А познакомились они с Кларой как раз тогда… Их места оказались рядом, и что интересно, она собиралась пойти на концерт с мужем, но в последнюю минуту мужа вызвали на объект, и он, подбросив жену к правдинскому клубу, поехал дальше. Николай же вообще решил не ходить на Окуджаву, потому что накануне его тогдашняя пассия… как ее звали?… Лина?.. Лика?… что-то в этом роде… она закатила ему истерику из-за своей подруги, на которую он, якобы, имеет виды. Эта самая Лина-Лика наговорила ему таких изысканных гадостей, что, услышав на следующий день ее виноватый голос, он содрогнулся. Процедив сквозь зубы какую-то грубость, он повесил трубку и решил вообще никуда не ходить, но вдруг ни с того ни с сего схватил плащ и сбежал с лестницы, надеясь, что на такси еще можно успеть.
И действительно успел, влетел в зал буквально в последнюю минуту. На сцену как раз вышла сверкающая блестками дама и вибрирующим голосом торжественно произнесла: "Дорогие друзья! Дирекция нашего дома культуры приготовила для вас сюрприз. Мы хотим пригласить всех вас на концерт Булата Окуджавы, который состоится здесь же через тридцать лет. Поэтому у нас к вам убедительная просьба: сохраните сегодняшние билеты. Именно по ним вы сможете пройти в этот зал 23 октября тысяча девятьсот девяносто третьего года!"
Публика дружно засмеялась, оценив шутку, кто-то даже зааплодировал остроумцу, придумавшему такое вступление к вечеру. Однако когда концерт кончился, прежде чем поэт покинул сцену, перед публикой снова появилась та же самая сверкающая женщина и сказала в микрофон: "Друзья! Судя по вашей реакции на мое объявление, вы его не приняли всерьез и расценили как шутку. Но администрация действительно просит всех присутствующих сохранить сегодняшние билеты и явиться в этот же зал на концерт Булата Окуджавы ровно через тридцать лет, то есть 23 октября 1993 года. Вы будете участвовать в социологическом эксперименте, который проводит статистический отдел при Мосгорисполкоме. Ждем вас через тридцать лет!"
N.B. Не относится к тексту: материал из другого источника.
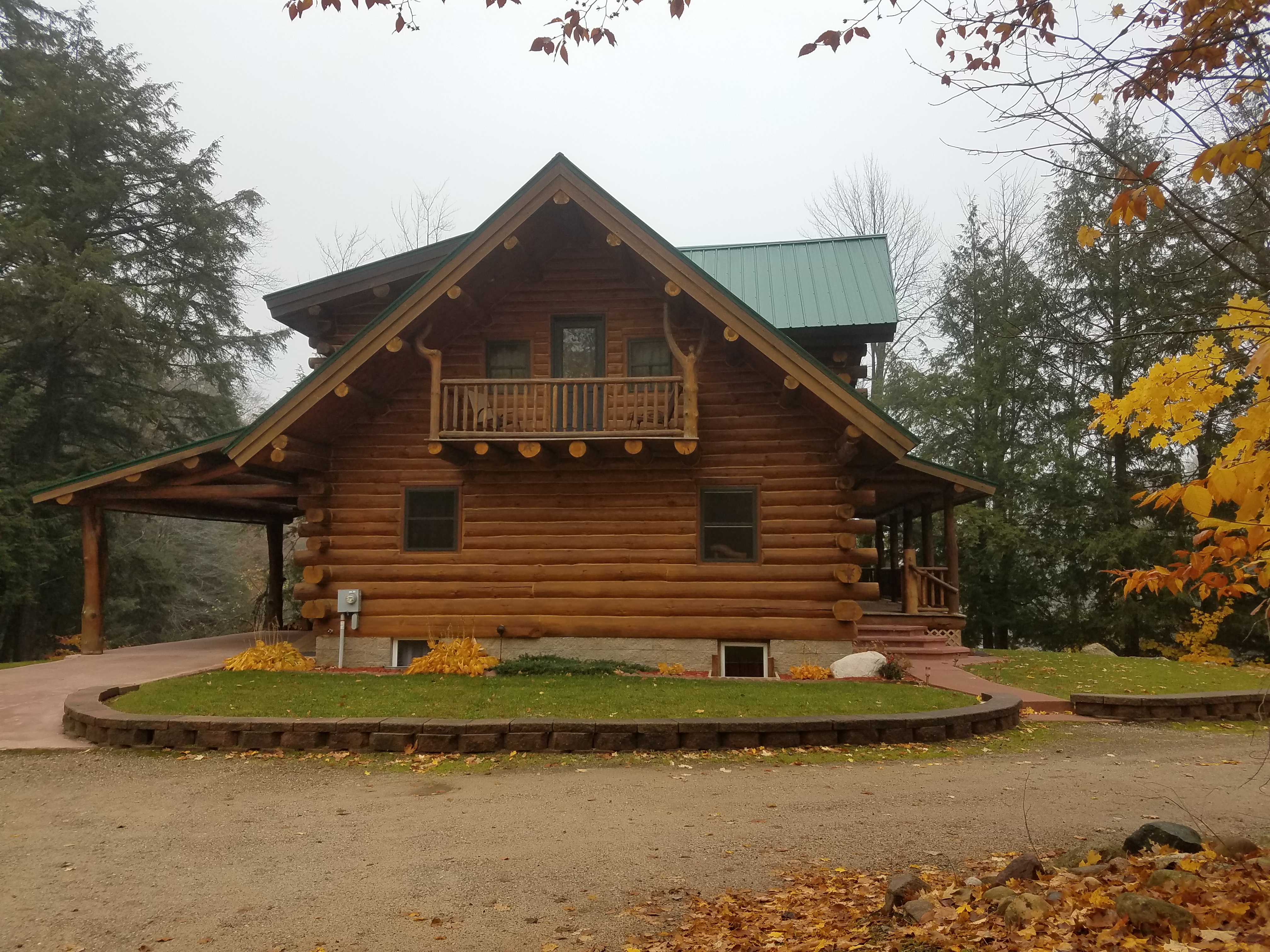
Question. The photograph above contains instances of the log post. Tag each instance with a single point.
(433, 359)
(950, 557)
(928, 535)
(93, 537)
(689, 362)
(911, 596)
(273, 601)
Мосгорисполком, а тем более, статистический отдел, прозвучали достаточно убедительно, и публика на этот раз не засмеялась в ответ, а удивилась и на всякий случай не выкинула билеты в урну у выхода из зала. Николай, посмеиваясь над собой, тоже сунул билет во внутренний карман пиджака, а дома - сейчас он вспоминает, -положил билет в письменный стол… или нет… кажется, в старый портфель, где хранил документы.
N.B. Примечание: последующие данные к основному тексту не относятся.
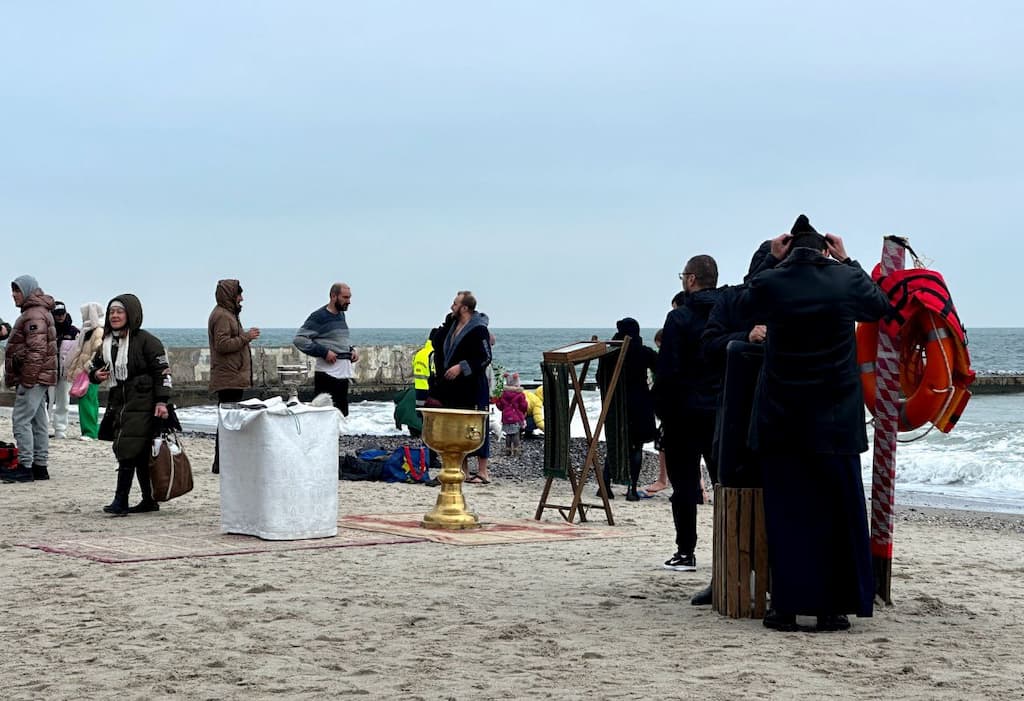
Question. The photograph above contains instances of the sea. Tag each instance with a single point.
(979, 465)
Клара тоже, смущенно пожав плечами, словно извиняясь за свое участие в этой глупой игре, положила билет в сумочку, и больше они об этом не говорили. Естественно, о билете он никогда не вспоминал и начисто забыл бы  о том концерте тоже, если бы не Клара. И даже объявление в газете вряд ли бы о чем-нибудь ему напомнило…
А тогда, сидя рядом с молодой, притягивающей его женщиной, отгороженный от остального мира двумя пустующими креслами, в которых должны были сидеть, но, однако же, не сидели, близкие им люди, Николай чувствовал себя путешественником, заброшенным на необитаемый остров, где оказались лишь три человека: он, она и поэт-певец, любимый и почитаемый всей страной.
Зал дружно подпевал певцу - все знали его песни наизусть, женщина тоже шевелила губами, и Николай пел тоже, но лишь потому, что пела незнакомка, это их сближало и как бы говорило о принадлежности к одному клану. Встретившись взглядом, они легко улыбались друг другу, как заговорщики, состоящие в одной организации и поющие запретный гимн. К концу вечера они были уже товарищами и вполне могли бы вместе пойти в какой-нибудь турпоход или куда-нибудь еще - сейчас он уже и не помнит, куда в те времена ходили.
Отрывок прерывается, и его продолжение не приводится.